Il futuro è questo per Israel Now – Reinventing the future, tra le più importanti mostre d’arte contemporanea israeliana realizzate in Europa nel 2013, che per la prima volta porta in Italia, al Macro di Roma fino al 17 marzo, una galleria di opere di 24 artisti, diversi per generazione, estrazione e linguaggio, a raccontare il dinamismo e la visionarietà della nuova arte dello Stato d’Israele. ”Siamo particolarmente contenti che la mostra si apra subito dopo la Giornata della Memoria – commenta Ofra Farhi, addetta culturale dell’Ambasciata d’Israele a Roma – perché non si può andare avanti senza ricordare il passato. In Italia i nostri artisti non sono conosciuti come ad esempio in Francia, Germania o a New York, e del nostro paese molti parlano senza esservi mai stati. Siamo mediterranei, ma siamo anche molto diversi”.
Insignita della Medaglia di rappresentanza dal Presidente della Repubblica Giorgio Napolitano, la mostra, aggiunge il direttore del Macro Bartolomeo Pietromarchi, racconta proprio ”lo spaccato dell’attualità e della vitalità della ricerca contemporanea in Isarele”. Un paese ”millenario – prosegue la curatrice Micol Di Veroli – ma anche uno stato molto giovane, 60 anni quest’anno, da sempre orientato verso la ricerca. Questi artisti – aggiunge – hanno già esposto in grandi manifestazioni internazionali e musei come il Moma, il Guggenheim e il Louvre”. L’obiettivo, provare a reinventare il futuro, con tecniche che vanno dall’incisione alla videoinstallazione. C’è chi si concentra sull’identità religiosa e culturale, come l’ironica intervista di Boaz Arad alla madre Ashkenazi intenta a cucinare il pesce. Chi ripensa confini geografici, come Shai Kremer negli scatti delle fortezze militari in Israele compreso il Warfare Training Center di Tzeelin costruito a immagine dei villaggi palestinesi. E ancora chi affronta il futuro dal punto di vista socio-politico con i tre racconti incrociati di Yael Bartana sul ritorno degli ebrei in Polonia nel secondo dopoguerra.
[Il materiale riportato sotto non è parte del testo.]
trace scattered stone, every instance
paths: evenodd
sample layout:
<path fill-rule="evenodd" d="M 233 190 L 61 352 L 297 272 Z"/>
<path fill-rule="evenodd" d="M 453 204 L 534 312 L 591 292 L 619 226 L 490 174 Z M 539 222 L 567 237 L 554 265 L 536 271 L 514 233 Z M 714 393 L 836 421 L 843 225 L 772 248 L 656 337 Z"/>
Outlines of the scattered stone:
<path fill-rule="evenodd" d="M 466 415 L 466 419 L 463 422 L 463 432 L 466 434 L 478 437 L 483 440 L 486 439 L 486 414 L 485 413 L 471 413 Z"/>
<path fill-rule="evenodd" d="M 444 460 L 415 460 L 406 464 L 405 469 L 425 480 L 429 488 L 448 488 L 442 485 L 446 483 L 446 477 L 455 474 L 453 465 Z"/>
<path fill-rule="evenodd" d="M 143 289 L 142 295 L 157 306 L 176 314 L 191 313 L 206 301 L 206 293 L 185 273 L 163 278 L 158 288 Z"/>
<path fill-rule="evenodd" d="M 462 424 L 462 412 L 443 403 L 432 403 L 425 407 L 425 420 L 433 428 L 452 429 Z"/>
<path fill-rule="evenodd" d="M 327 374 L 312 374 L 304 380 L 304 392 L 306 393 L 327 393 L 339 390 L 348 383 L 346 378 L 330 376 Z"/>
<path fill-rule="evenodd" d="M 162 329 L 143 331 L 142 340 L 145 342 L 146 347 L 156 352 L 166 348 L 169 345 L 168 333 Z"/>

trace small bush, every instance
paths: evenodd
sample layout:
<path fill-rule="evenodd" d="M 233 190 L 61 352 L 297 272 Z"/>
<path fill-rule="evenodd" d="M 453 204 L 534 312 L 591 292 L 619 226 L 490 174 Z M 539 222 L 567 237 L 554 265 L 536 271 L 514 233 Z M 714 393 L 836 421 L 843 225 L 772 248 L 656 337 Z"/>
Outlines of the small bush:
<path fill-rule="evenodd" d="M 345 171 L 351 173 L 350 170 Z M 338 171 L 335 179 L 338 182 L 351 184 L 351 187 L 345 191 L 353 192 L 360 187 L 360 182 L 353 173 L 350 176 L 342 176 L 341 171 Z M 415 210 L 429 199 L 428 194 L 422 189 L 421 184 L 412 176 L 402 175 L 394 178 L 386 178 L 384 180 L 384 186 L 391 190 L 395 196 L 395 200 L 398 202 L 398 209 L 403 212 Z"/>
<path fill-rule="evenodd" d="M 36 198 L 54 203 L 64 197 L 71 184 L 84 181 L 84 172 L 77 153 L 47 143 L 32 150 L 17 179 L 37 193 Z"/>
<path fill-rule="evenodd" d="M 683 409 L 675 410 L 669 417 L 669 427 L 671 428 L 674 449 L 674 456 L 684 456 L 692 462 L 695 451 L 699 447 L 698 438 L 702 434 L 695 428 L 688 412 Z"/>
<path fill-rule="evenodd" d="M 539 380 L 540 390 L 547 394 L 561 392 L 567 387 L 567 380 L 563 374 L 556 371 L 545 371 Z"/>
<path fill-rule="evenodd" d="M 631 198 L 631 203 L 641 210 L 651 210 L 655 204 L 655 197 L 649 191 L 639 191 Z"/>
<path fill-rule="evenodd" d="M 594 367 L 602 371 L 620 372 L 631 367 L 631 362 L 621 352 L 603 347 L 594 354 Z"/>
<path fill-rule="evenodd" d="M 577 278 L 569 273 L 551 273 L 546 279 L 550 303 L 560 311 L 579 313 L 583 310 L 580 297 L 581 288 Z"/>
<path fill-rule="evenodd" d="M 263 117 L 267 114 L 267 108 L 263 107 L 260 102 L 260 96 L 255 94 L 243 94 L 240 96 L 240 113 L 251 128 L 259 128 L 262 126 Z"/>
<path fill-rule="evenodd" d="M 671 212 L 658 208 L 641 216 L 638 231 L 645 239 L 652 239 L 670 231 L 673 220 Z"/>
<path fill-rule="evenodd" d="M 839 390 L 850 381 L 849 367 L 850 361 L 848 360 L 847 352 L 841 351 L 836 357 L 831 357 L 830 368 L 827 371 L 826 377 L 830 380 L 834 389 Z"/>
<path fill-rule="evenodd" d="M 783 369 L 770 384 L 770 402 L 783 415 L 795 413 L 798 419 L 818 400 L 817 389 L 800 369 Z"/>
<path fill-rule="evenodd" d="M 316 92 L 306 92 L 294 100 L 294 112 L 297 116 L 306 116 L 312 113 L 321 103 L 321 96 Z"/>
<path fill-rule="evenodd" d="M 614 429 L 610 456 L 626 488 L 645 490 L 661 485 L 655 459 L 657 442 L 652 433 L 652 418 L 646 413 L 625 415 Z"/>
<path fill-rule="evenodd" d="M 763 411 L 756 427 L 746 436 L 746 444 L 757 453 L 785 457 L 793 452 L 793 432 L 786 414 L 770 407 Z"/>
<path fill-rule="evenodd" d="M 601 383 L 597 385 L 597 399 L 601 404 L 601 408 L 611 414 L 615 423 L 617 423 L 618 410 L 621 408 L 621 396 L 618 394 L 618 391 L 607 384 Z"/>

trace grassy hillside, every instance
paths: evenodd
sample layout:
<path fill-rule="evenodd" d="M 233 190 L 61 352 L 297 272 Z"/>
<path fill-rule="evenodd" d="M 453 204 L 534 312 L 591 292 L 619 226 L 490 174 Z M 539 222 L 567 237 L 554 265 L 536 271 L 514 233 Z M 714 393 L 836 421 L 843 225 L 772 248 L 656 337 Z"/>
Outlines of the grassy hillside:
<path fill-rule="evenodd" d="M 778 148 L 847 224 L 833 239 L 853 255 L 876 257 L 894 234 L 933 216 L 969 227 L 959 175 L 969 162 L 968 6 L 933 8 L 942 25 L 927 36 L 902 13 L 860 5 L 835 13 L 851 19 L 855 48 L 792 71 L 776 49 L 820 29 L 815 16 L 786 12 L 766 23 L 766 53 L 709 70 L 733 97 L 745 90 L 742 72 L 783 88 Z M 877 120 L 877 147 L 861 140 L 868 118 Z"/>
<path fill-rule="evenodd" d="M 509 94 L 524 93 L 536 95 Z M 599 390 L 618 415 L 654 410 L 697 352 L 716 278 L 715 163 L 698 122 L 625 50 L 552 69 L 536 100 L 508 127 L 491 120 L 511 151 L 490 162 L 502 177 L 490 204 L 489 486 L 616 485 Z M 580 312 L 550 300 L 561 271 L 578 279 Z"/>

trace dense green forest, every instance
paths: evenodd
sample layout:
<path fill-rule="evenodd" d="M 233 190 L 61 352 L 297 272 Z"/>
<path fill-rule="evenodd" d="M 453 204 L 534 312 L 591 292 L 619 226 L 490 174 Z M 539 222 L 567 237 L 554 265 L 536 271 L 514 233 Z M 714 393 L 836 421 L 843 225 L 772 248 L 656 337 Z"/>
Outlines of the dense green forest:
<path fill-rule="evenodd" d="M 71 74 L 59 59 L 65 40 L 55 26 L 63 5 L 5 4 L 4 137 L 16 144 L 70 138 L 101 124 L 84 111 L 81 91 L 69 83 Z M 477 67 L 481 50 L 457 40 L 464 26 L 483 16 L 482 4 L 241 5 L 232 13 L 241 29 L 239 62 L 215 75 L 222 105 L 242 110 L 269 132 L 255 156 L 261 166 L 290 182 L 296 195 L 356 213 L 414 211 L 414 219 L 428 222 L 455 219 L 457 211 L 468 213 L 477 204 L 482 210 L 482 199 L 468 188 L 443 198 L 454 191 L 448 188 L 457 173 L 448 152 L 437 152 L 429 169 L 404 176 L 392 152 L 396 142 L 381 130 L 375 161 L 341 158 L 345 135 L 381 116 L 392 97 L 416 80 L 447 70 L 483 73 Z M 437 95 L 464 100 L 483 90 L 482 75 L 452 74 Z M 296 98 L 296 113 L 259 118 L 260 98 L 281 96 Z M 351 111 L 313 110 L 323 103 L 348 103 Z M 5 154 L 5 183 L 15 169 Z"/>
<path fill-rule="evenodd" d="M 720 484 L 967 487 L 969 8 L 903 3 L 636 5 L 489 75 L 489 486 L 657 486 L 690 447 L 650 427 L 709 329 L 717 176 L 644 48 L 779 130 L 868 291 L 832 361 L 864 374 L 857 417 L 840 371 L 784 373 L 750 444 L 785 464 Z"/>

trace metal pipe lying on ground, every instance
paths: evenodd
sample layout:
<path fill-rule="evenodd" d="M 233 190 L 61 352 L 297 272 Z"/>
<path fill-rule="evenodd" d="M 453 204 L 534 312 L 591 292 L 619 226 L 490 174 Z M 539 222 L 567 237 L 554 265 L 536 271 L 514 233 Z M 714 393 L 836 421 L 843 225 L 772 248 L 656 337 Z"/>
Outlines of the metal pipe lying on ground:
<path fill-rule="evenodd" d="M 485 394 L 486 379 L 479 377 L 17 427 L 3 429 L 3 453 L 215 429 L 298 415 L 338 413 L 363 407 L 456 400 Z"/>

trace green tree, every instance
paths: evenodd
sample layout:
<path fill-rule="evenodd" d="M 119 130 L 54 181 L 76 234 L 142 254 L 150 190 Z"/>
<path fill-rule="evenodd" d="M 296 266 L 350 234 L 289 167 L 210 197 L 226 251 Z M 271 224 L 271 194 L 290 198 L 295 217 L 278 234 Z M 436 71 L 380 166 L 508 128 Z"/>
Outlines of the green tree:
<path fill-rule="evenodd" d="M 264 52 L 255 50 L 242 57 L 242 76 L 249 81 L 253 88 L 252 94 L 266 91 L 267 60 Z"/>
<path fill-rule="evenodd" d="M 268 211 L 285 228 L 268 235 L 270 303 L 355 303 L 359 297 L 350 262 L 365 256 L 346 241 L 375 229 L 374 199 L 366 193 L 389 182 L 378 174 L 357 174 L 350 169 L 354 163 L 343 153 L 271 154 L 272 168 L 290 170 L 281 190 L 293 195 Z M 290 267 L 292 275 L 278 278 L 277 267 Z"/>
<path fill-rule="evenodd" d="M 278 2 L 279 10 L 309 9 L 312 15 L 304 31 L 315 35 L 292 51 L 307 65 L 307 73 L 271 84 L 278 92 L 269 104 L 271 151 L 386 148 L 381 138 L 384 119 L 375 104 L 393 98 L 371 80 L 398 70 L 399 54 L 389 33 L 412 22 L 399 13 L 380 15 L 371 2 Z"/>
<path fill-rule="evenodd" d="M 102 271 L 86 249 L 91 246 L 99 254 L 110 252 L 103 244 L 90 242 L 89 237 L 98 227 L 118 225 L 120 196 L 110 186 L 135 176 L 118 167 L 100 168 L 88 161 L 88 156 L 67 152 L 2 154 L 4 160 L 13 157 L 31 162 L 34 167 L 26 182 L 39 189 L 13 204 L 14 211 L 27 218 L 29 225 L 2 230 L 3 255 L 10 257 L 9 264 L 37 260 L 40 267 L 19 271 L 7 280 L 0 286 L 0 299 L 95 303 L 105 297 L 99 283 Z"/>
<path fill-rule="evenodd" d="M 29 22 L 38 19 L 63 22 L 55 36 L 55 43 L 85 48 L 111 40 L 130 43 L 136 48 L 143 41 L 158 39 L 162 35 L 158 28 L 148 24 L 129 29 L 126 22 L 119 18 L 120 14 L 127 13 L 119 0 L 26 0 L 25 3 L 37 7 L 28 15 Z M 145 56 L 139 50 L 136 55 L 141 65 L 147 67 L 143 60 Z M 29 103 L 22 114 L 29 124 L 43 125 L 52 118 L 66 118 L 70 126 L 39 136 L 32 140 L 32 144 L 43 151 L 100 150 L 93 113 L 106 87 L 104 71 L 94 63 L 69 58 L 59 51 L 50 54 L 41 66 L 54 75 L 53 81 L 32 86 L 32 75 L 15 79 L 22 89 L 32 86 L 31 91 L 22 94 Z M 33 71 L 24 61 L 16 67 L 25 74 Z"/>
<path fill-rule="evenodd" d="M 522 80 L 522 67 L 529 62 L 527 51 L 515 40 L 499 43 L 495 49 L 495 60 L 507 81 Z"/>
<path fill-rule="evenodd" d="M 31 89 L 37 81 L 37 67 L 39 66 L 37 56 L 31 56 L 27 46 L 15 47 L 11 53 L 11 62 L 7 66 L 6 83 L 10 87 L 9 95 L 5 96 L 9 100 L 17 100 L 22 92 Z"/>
La mostra, che dopo Roma volerà a Buenos Aires, segna anche la prima uscita pubblica della Fondazione Italia Israele per la Cultura e le Arti, nata per incrementare scambi e sinergie tra i due Paesi. Prossimo progetto, annuncia il presidente Piergaetano Marchetti, ”portare grandi capolavori italiani in Israele, da Caravaggio a Botticelli”.